Seit 2014 ist er trocken

Peer Kusmagk: Bei Rückkehr in seine Entzugsklinik kommen ihm die Tränen

13. Mai 2020 - 11:54 Uhr

Erinnerung weckt große Emotionen bei Peer Kusmagk

Gut gelaunt und als treusorgenden Familien-Vater. So kennen die meisten Menschen Peer Kusmagk (44).

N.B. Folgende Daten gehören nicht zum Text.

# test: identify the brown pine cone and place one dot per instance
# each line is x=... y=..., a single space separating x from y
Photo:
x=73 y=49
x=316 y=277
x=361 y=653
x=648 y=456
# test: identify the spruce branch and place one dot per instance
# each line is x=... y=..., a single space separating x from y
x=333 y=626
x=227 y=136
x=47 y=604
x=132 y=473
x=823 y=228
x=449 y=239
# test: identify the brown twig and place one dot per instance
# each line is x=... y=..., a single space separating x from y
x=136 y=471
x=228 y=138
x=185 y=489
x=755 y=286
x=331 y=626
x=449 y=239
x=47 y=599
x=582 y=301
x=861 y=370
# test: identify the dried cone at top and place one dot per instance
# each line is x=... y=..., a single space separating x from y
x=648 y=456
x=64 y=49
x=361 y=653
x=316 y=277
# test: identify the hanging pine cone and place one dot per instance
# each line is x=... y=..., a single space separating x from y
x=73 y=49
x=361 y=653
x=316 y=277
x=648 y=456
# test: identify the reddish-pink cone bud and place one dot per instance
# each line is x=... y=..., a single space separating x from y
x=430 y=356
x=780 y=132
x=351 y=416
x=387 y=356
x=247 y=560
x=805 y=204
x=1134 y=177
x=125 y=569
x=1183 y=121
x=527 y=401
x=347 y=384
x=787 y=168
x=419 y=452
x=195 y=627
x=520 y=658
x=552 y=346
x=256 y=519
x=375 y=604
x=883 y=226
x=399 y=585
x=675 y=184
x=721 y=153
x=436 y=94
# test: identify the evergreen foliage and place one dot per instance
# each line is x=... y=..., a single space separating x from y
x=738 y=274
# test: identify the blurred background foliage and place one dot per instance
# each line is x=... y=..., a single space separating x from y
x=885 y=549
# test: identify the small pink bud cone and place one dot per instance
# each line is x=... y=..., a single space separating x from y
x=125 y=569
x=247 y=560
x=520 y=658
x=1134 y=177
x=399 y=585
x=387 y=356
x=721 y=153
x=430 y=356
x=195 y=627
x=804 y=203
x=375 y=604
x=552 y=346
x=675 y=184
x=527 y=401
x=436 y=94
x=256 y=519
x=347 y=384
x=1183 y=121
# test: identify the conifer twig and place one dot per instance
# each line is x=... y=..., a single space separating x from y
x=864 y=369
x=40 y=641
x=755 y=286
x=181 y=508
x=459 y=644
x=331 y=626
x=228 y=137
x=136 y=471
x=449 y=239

Umso erschreckender war seine Alkoholbeichte im Jahr 2019. Wir treffen Kusmagk zum exklusiven Interview an dem Ort, wo er 2014 den Kampf gegen seine Alkoholsucht begonnen hat. Hier erzählt er, dass er oftmals zu Besuch kommt, um anderen Alkoholabhängigen in ihrer dunkelsten Stunde beizustehen und ihnen ein Vorbild zu sein. Dass die Besuche jedoch auch für Peer Kusmagk unfassbar emotional sind, zeigt unser Video.

Peer Kusmagk verzichtet für sich und seine Familie auf Alkohol

Es war die Schock-Beichte 2019: Peer Kusmagk gestand in einem Interview, dass er jahrelang mit seiner Alkoholsucht zu kämpfen hatte. Bis zu drei Flaschen Wein und obendrauf auch noch diverse Schnäpse habe er beinahe täglich zu sich genommen. Er kam an dem rettenden Punkt, als er wusste, dass es so nicht weitergehen dürfe. So machte er einen Entzug in der Salus Klinik.

Seit 2014 ist der Schauspieler und Moderator nun trocken. Im Interview gesteht er, dass er den Alkohol zwar nicht vermisse, jedoch die schönen Momente, die es beim Trinken zu teilen gibt. Auf all dieses müsse er jetzt bis zum Ende seines Lebens verzichten. Ein Preis, den er für seine Familie bereit ist zu zahlen. Denn Peer kennt die schrecklichen Seiten der Sucht und er weiß, dass er sich durch einen Rückfall den ganzen harten Weg kaputt machen würde.

Peer Kusmagk will anderen Kranken helfen

Diese standhafte Einstellung möchte er mit anderen Suchtopfern teilen. Kehrt daher immer wieder in die Klinik zurück, wo er einst den Alkohol besiegte. Hier redet er mit Alkoholkranken und schenkt ihnen Mut. Ist leuchtendes Beispiel. Doch das tue er nicht nur für sich, meint Klinik-Leiter Robert Schöneck: Das ständige Auseinandersetzen mit der eigenen Sucht, helfe eben auch mit dieser zu leben. Und das ist schließlich auch ein Weg der Verarbeitung, um auch zukünftig standhaft zu bleiben.